Our consultancy work spans many sectors and, over the past six months, several projects have followed a similar theme where the client is searching for efficiency within human verification workflows – where everyone is busy performing their own tasks and simultaneously checking, and/or fixing, the work of others.
All the companies we have worked with are data and system rich, in that they all operate by utilising a mix of systems by capturing data for auditing purposes – so all changes, and the users who make those changes, are recorded. This historical data goes back many years.
In basic terms, we have access to the original data that was entered and whom it was entered by. We then have the support data of the network of people verifying the work. We then have the ‘issue data’ – where an error in the client job has slipped through the cracks.
This information is available across hundreds of client jobs and provides us with a ‘forensic’ overview of the lifespan of every project.
The information contained within the systems is a perfect set of data for training Machine Learning – and this is a very practical and cost effective starting point for testing whether Machine Learning can have a positive impact on your business.

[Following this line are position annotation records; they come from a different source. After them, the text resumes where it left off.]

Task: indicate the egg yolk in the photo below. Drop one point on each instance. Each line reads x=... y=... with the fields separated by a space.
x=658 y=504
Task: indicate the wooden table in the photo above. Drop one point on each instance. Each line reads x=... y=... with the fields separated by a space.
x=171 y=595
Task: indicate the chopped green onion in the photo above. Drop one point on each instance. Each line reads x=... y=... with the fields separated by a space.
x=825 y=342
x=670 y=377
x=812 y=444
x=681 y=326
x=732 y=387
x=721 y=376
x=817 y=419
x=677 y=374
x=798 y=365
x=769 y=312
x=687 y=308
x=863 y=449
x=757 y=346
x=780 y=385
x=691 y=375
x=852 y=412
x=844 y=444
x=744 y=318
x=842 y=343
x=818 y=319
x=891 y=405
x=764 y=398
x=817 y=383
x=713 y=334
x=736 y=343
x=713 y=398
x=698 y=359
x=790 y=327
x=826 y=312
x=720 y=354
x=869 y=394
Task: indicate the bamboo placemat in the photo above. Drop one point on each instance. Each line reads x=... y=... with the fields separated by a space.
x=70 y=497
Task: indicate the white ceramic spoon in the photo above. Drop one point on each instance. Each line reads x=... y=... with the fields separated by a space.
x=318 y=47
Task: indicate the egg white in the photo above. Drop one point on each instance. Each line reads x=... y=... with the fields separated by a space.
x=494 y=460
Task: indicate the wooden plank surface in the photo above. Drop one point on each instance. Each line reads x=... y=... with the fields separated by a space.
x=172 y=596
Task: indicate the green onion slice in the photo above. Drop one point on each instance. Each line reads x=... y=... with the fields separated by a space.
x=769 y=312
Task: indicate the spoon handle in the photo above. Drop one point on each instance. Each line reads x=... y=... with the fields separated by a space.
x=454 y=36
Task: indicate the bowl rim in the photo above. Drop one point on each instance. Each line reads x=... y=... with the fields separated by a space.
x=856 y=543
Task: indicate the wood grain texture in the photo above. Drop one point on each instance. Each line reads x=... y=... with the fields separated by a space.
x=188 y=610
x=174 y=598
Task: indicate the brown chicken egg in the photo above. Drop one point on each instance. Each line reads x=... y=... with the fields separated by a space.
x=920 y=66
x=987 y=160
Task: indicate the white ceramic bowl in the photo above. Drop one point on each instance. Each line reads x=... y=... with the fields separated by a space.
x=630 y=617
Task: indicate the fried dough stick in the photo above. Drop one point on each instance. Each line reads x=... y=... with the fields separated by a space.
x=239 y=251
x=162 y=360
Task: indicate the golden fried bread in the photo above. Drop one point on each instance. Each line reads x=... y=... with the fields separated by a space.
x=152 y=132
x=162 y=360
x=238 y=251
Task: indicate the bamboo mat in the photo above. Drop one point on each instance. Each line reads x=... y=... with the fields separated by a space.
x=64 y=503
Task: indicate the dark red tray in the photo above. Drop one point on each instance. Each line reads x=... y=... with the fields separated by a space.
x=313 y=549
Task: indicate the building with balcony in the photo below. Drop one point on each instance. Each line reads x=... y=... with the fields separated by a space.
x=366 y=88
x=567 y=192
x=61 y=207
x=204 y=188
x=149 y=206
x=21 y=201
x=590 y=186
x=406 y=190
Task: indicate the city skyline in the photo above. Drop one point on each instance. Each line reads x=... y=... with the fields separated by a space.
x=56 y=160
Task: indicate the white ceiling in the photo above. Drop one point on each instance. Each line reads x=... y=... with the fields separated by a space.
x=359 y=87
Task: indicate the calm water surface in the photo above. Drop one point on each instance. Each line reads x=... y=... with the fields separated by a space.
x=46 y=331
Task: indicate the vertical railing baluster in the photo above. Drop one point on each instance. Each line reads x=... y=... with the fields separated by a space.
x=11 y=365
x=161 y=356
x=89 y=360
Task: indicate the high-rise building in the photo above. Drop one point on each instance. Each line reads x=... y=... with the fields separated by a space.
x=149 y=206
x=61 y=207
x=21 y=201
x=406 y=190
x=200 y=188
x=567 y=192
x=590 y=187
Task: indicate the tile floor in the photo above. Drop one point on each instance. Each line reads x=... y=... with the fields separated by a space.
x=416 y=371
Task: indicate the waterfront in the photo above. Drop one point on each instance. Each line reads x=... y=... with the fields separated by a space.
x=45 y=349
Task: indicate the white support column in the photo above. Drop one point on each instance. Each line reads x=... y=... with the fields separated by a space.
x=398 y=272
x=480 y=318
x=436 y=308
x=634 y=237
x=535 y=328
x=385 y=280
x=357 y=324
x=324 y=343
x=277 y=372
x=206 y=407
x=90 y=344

By running a Machine Learning pilot programme alongside the current ‘human’ methodology and existing processes, we can suggest changes and improvements – from the original data entry point through to the support staff who accept and verify the changes – ascertaining time savings across the process.
Once the pilot programme has been completed – and the reduction in time and full implementation costs known – a fully integrated process can be put in place that will provide continuous improvement.
Optimising human time for business growth, or expansion of roles where their knowledge is better utilised, allows for a more efficient and time–aware workforce – and where a Machine Learning programme outlay and implementation used to be a only available to blue chip organisations, our approach and costs now means this is firmly available to SMEs.